Now we will take the third case in which 2 letters are of the same kind and the other 2 letters are of the same kind of the four letter words. We can also say that in this case, all letters of the word are the same.
Then, the number of words would be as follows:
\[\begin{align}
  & ^{3}{{C}_{2}}\times \dfrac{4!}{2!\times 2!}=\dfrac{3!}{\left( 3-2 \right)!2!}\times \dfrac{4!}{2!\times 2!} \\
 & =\dfrac{3!}{1\times 2!}\times \dfrac{4!}{2!\times 2!}=\dfrac{3\times 2!}{2!}\times \dfrac{4\times 3\times 2!}{2!\times 2\times 1} \\
 & =3\times \dfrac{12}{2}=3\times 6=18 \\
\end{align}\]
Since we have 3 sets of letters in which at least 2 letters are of the same kind, so we will have to select 2 sets from them and arrange it.
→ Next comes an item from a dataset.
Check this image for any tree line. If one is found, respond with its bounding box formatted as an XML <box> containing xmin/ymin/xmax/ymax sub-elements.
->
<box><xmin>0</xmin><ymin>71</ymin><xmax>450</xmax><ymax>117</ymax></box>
Also the 2 sets have the same letters so we will divide it by \[2!\times 2!\].
Once again we will take the fourth case in which there are 3 same letters and 1 different letter of the fourth letter word.
Then the number of words would be as follows:
\[\begin{align}
  & ^{1}{{C}_{1}}{{\times }^{6}}{{C}_{1}}\times \dfrac{4!}{3!}=1\times 6\times \dfrac{4\times 3!}{3!} \\
 & =1\times 6\times 4=24 \\
\end{align}\]
Since there is one set in which all 3 are the same letters and 6 are different letters from which we select 1 letter and arrange all the four letters.
Hence, total number of words \[=840+540+18+24=1422\].
Hence it is proved that only 1422 different words that can be formed from the letters of the word INEFFECTIVE.

Note: Be careful while calculating the calculation part as there is a chance of multiplication error. Also remember that permutation means arrangement of things, the order of things is considered whereas combination means selection of things, the order of things has no importance.